1 - Dans quel environnement économique se situe le budget primitif 2010 ?On se prépare à une politique d’extrême rigueur venant de l’Etat, après les élections régionales. Le déficit public se situe autour des 140 milliards d’euros. Et les taux d’intérêt devraient augmenter. La crise économique pèse sur les ménages. Nous le percevons au travers du quotient familial : la majorité des familles se concentre sur les tranches dites "moyennes basses". Des incertitudes liées à la disparition de la taxe professionnelle et à sa compensation demeurent ; près d’un million d’euros pourraient ne pas être compensés pour la ville. Une situation également difficile pour Roissy-en-Brie dans le cadre de la création de la communauté d’agglomération (CA) de la Brie Francilienne. Les impacts sont multiples et notamment pour la préservation de nos services publics.

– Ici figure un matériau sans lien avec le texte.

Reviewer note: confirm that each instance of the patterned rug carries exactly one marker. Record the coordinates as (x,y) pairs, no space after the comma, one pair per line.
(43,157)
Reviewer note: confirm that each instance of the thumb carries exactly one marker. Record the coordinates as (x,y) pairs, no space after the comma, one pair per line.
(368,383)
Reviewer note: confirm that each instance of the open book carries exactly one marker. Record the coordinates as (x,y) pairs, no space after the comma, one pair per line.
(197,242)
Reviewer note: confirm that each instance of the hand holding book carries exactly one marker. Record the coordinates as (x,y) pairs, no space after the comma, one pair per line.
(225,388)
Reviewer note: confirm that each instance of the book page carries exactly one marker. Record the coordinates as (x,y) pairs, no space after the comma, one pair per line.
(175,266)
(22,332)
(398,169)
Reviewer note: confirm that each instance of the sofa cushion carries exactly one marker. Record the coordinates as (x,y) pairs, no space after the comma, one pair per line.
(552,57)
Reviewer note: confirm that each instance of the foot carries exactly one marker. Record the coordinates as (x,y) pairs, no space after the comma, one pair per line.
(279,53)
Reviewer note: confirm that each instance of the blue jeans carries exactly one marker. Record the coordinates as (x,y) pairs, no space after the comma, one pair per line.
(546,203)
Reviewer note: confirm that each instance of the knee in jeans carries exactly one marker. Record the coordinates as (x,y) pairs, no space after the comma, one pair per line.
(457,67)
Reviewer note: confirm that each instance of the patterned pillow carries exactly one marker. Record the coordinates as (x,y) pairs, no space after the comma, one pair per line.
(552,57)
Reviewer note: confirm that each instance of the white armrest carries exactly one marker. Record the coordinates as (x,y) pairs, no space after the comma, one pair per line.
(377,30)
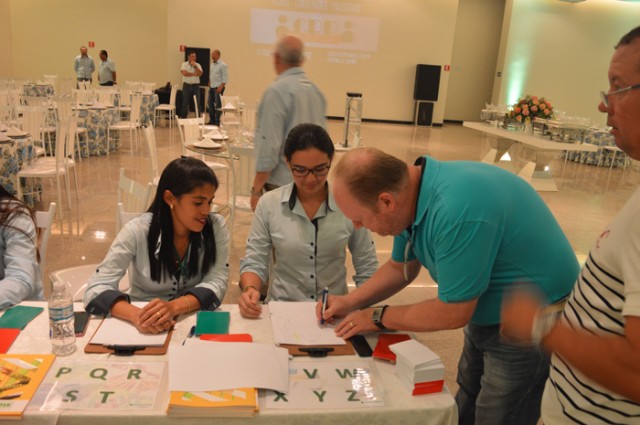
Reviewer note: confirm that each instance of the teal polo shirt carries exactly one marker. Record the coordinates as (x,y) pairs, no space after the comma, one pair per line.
(479,230)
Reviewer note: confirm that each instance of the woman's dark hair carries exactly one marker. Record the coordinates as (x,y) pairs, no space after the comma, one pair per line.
(307,136)
(10,206)
(181,176)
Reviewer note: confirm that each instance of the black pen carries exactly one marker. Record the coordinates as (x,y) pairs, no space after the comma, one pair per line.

2 - Comment en tenez-vous compte dans le budget ?
Notre effort porte sur l’atténuation de son impact sur la population. Trois principes ont présidé à son élaboration : la maîtrise de la pression fiscale sur le nouveau périmètre fiscal défini par la ville et la CA pour ne pas pénaliser le pouvoir d’achat ; la baisse de nos coûts ; le maintien d’un niveau d’investissement important, pour préparer l’avenir et soutenir l’activité économique, sans alourdir l’endettement.
3 - Les grandes lignes de l’action municipale sont-elles menacées ?
Pour l’instant, non. Notre action s’inscrit dans une démarche de préservation de la qualité de vie : maîtrise de l’urbanisation (révision du PLU), création d’espaces de convivialité, affirmation de nos politiques en matière d’éducation, de culture et de sport. Le développement durable et la place des personnes à mobilité réduite dans la ville occupent une place importante dans les réflexions que nous menons pour l’avenir. Nous maintenons nos engagements, mais nous ne sommes pas à l’abri d’une aggravation de la crise ou d’une décision politique nationale qui pourrait compromettre la réalisation du programme adopté en 2008 par les Pontellois-Combalusiens.